As you can tell by the title and the cover image, the book focuses on what happens when an impenetrable dome comes down on the small town of Chester’s Mill, Maine. The opening chapters look what happens on Dome Day–the people and animals that die when they are in the wrong place as the dome drops, and the reaction of the town as they figure out they are trapped. In all, the book covers about a week. It’s disturbing, and yet all too realistic, how the town falls apart in just seven days.

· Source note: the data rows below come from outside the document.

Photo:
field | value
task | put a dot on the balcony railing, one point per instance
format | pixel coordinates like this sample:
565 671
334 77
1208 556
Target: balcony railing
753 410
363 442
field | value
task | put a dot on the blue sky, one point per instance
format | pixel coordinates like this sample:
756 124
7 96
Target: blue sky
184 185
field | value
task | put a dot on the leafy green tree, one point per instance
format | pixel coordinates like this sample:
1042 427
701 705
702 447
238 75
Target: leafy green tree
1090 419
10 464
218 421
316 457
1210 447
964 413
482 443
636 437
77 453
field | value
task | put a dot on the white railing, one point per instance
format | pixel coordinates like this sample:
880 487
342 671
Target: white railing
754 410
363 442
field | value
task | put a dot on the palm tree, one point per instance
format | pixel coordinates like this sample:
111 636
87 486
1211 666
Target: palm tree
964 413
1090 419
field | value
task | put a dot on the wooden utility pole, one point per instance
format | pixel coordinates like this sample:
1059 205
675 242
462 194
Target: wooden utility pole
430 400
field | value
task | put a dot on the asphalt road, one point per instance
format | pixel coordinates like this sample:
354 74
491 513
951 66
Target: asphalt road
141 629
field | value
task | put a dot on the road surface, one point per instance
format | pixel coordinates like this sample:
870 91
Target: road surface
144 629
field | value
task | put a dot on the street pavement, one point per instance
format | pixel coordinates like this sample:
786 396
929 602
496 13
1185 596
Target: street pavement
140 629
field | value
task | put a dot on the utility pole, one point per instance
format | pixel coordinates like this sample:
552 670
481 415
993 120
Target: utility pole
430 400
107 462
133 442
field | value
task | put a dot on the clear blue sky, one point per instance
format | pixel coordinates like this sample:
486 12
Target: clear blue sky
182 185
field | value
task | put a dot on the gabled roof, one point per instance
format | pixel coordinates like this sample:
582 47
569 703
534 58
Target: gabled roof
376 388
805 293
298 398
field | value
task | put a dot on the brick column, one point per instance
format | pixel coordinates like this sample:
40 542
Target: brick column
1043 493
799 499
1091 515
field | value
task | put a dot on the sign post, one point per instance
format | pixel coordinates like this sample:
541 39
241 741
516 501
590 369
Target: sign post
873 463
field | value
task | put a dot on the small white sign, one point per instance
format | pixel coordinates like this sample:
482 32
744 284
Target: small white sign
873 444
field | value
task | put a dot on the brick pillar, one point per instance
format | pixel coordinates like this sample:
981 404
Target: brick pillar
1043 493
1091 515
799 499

Like The Stand, there is a struggle between good and evil here. But, unlike The Stand, there are a many shades of gray in Chester’s Mill. There is a very corrupt town selectman who is certainly on the bad side, but even he thinks he’s doing the best for the town during the crisis. Even the most morally good person finds themselves compromising their integrity to get by becuase life is very different under the dome than outside of it.
Like any good disaster movie, what makes this novel work is the human drama and this is some of King’s best work that I’ve read. How people’s live change, or end, as the crisis gets worse from day-to-day was tense and heartbreaking. There’s a huge cast of characters, including the corrupt town selectman, a 13-year-old whiz kid, a former Army lieutenant, a newspaper editor, two police chiefs, the town’s teenage thugs, two ministers, a department store owner, a physician’s assistant whose married to a cop and has two young children, a couple who made the mistake of spending a weekend in Chester’s Mill and a guy who cooks meth…just to name a few.
You also get a good sense of the impact the dome has on the environment. Early on it’s discovered that air can pass through, but very little. The same is true for moisture. Even though it’s the end of October, it ends up feeling more like late spring under the dome as the air quality gets worse each day.
I don’t want to spoil the plot since I everyone deserves to have the great reading experience I did at being excited, saddened, shocked and riveted. Without giving anything away, to me the scariest part of the book is that it’s not a big leap to see similar events playing themselves out in today’s world. Too often our politicians/leaders only act in their best interests (or the best interests of a very few close to them) and even more people are willing to blindly follow without thinking through the consequences.
I have to give up one spoiler, so skip this paragraph if you want. It was a disappointment to discover what was behind the dome’s creation. It was reminiscent of the original Star Trek episode “The Squire of Gothos” where an alien child is tormenting the Enterprise crew. I wish the dome’s existence was caused by something else, something original. However, it is a very small complaint in an otherwise outstanding reading experience becuase the book is really about what goes on under the dome rather than how it got there.
I’m glad I came back into the world of Stephen King. Depending on what he releases next, I would be open to reading more. Meanwhile, I suggest others take a trip out to Chester’s Mill and discover what goes on when a town gets trapped.
One more note on the cover (and something you don’t get to appreciate when you read on the Kindle)… It’s a very cool wraparound image of the town and the dome the way it looks within a few minutes after it comes down. You can click on this image and see a larger version from Amazon.com.
Up next: Back to Nerdvana. I put it aside becuase I had some traveling to do and wanted to take the Kindle along instead of a book. Once I got going with Under the Dome I couldn’t put it down.